Reverse pharmacophore mapping and molecular docking studies for discovery of GTPase HRas as promising drug target for bis-pyrimidine derivatives

• Published in: Chemistry Central Journal
• Main Author: Kumar S.; Singh J.; Narasimhan B.; Shah S.A.A.; Lim S.M.; Ramasamy K.; Mani V.
• Format: Article
• Language: English
• Published: BioMed Central Ltd. 2018
• Online Access: https://www.scopus.com/inward/record.uri?eid=2-s2.0-85055212382&doi=10.1186%2fs13065-018-0475-5&partnerID=40&md5=4d1d8f4b504e59917143d823d3a73fec

Background: Pyrimidine is an important pharmacophore in the field of medicinal chemistry and exhibit a broad spectrum of biological potentials.
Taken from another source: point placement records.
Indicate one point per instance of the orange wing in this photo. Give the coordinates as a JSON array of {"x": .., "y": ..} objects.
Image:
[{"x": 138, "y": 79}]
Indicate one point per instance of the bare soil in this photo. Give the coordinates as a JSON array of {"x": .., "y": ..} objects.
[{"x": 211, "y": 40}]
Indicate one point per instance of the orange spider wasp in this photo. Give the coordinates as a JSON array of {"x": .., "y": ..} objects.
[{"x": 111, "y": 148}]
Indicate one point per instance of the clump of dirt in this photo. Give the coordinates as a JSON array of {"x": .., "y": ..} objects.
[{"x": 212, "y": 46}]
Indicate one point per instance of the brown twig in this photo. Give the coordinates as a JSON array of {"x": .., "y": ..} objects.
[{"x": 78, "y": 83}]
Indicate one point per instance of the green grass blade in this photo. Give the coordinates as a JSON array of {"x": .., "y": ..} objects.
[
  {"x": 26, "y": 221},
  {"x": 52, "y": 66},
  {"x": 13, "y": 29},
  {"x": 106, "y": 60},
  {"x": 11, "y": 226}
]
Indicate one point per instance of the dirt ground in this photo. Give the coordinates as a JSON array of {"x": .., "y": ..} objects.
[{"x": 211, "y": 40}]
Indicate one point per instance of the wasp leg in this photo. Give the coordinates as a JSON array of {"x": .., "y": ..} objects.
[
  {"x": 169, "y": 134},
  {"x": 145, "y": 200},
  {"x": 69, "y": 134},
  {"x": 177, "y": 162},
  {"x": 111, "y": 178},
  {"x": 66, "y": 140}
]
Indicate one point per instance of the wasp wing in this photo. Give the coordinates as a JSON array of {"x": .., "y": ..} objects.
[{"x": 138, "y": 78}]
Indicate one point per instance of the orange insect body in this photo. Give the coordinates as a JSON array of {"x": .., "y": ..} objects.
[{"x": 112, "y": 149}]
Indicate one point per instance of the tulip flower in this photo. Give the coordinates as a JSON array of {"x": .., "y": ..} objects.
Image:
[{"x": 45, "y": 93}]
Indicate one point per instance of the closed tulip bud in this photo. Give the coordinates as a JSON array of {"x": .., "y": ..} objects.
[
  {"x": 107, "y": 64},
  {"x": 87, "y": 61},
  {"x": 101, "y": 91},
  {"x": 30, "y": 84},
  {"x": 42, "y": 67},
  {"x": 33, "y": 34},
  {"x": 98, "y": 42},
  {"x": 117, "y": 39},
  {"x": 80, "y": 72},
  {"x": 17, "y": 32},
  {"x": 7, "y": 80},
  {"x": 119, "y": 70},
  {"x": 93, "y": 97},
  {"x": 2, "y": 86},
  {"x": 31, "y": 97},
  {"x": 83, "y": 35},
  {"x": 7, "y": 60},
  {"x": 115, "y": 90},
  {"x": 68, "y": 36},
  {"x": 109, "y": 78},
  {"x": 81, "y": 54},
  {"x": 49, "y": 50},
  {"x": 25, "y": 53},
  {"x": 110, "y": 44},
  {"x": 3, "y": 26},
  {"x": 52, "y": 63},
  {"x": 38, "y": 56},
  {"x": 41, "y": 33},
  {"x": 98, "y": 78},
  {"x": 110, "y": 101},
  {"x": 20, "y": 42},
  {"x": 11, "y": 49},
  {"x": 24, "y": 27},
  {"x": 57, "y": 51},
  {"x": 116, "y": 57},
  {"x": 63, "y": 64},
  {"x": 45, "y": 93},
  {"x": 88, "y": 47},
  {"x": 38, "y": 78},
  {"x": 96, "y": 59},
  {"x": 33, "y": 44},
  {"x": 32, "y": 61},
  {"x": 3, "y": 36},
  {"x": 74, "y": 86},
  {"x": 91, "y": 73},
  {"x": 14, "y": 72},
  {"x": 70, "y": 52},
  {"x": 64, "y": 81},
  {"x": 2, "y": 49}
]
A study was carried out to identify the target protein of potent bis-pyrimidine derivatives using reverse docking program. PharmMapper, a robust online tool was used for identifying the target proteins based on reverse pharmacophore mapping. The murine macrophage (RAW 264.7) and human embryonic kidney (HEK-293) cancer cell line used for selectivity and safety study. Methods: An open web server PharmMapper was used to identify the possible target of the developed compounds through reverse pharmacophore mapping. The results were analyzed and validated through docking with Schrodinger v9.6 using 10 protein GTPase HRas selected as possible target. The docking studies with Schrödinger validated the binding behavior of bis-pyrimidine compounds within GTP binding pocket. MTT and sulforhodamine assay were used as antiproliferative activity. Results and discussion: The protein was found one of the top scored targets of the compound 18, hence, the GTPase HRas protein was found crucial to be targeted for competing cancer. Toxicity study demonstrated the significant selectivity of most active compounds, 12, 16 and 18 showed negligible cell toxicity at their IC50 concentration. Conclusion: From the results, we may conclude that GTPase HRas as a possible target of studied bis-pyrimidine derivatives where the retrieved information may be quite useful for rational drug designing. © 2018 The Author(s).